定食屋、ハンバーガー屋、パン屋、カフェ、チェーン店のうどん屋、地元の伝統有るうどん屋など、選択に困る程度には飲食店が並ぶ中、目的のクレープ屋はエリアの隅に構えていた。
「ふへぇー。ちょっと悠真!スイートポテトだよ!スイートポテト餡だよ!スイートポテト餡入りのモンブランクレープだよ!!!」
「はいそうですね。」
「私これ!これこれこれ!ヨシキタこれね!うわっほぉーい!」
「はい。」
あからさまに感情を失くした悠真に、陽葵がクレープとはまた別の話題で、やや小さな声で話しかけてきた。

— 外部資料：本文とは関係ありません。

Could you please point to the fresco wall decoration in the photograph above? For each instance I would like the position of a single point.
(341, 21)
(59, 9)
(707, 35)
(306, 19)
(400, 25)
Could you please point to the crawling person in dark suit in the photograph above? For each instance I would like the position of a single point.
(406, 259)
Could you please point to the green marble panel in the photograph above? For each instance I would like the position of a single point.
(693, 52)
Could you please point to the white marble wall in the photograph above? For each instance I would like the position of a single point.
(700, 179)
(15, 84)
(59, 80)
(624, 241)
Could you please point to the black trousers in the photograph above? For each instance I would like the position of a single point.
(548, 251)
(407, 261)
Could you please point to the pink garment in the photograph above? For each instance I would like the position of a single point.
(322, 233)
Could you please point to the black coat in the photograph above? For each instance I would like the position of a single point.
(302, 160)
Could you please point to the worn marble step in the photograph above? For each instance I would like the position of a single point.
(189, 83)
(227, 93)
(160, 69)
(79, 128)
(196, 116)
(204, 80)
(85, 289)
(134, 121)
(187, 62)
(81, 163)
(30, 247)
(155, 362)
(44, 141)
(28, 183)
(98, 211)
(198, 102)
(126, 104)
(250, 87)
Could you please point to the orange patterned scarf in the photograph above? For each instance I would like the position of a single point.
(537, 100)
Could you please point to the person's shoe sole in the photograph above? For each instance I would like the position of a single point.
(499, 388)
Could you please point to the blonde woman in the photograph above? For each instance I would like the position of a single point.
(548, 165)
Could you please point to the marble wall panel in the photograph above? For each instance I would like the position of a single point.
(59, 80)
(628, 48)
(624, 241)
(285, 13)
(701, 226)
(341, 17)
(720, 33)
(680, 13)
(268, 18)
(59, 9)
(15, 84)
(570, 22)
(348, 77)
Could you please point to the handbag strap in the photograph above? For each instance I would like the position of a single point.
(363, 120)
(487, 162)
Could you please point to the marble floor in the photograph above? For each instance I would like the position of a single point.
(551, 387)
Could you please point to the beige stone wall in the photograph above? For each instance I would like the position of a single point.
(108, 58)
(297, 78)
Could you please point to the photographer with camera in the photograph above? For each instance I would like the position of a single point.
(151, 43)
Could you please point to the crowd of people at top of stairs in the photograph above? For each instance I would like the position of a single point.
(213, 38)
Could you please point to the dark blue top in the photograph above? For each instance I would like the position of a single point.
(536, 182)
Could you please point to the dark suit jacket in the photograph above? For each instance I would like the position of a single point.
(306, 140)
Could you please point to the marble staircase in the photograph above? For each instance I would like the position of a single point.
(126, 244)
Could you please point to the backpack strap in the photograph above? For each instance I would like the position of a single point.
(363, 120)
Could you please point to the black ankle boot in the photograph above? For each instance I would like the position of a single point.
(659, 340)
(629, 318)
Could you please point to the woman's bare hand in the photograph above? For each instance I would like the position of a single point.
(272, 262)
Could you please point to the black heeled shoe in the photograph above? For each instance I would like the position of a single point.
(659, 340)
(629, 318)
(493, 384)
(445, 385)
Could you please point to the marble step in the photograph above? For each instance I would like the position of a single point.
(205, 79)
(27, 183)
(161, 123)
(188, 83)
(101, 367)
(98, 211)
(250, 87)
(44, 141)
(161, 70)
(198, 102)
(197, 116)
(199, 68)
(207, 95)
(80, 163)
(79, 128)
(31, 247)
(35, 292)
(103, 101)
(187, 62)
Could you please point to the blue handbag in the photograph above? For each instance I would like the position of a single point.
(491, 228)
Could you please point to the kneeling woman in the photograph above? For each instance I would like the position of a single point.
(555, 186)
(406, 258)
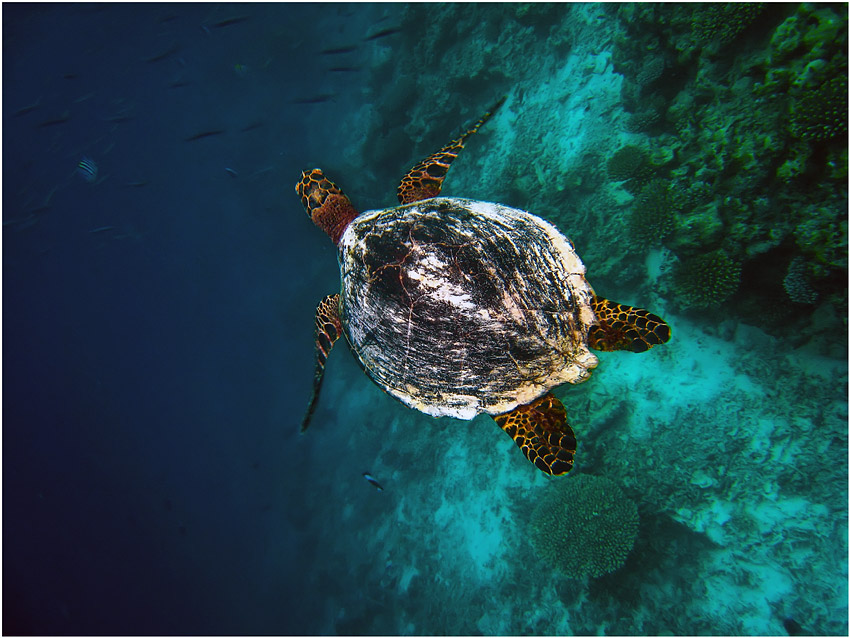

「ふはぁー。悠真悠真。後ろのベンチの人すんごい美人だよ!」
「わかったわかった。僕もそれにしようかなと…。すみません、スイートポテトモンブランにバニラアイス付きで2つ下さい。」
「あっ!あとタピオカミルクティーも1つお願いします!」
「ありがとうございまーす。少々お待ちくださいませー。」
会計を済ませると、この人がクレープ屋!?という色黒の中年が、元気のある挨拶を無表情で声にし、手際よくクレープ作りへと取り掛かかる。
2人はその様子を見ながら、ライブキッチンを見るかのように食い入り、期待感を高かめてゆく。
「ねーねー悠真悠真。後ろの人見て見て!チラッとね、チラッと!」
再度、陽葵が悠真にコソコソと話しかける。
悠真は年頃ゆえの直情的なワクワク感というよりも、陽葵があまりにも勧めてくるものだから、どれ程の者なのかと気になり、立ち位置を少しずらし、隣に立つ陽葵に顔だけ向けて横目で例の美女を見る。
クレープ屋の前には輪状のベンチがあり、そこに座ってできたてのクレープをすぐに食べられる利用者に優しい設計だ。
そのベンチにちょこんと行儀良く座りながら、確かにクレープを食べながら行儀良さそうに座っている女性がいる。
ゆたりとした長めで濃紺色のスカートに同色の首丈が詰まったTシャツ、そこに緑灰色のシャツを装羽織っており、右手にクレープ、左手にタピオカドリンク、そして膝上に持ち帰り用クレープが入っているであろう袋を装備した優雨が、美味しそうにクレープをほおばっていた。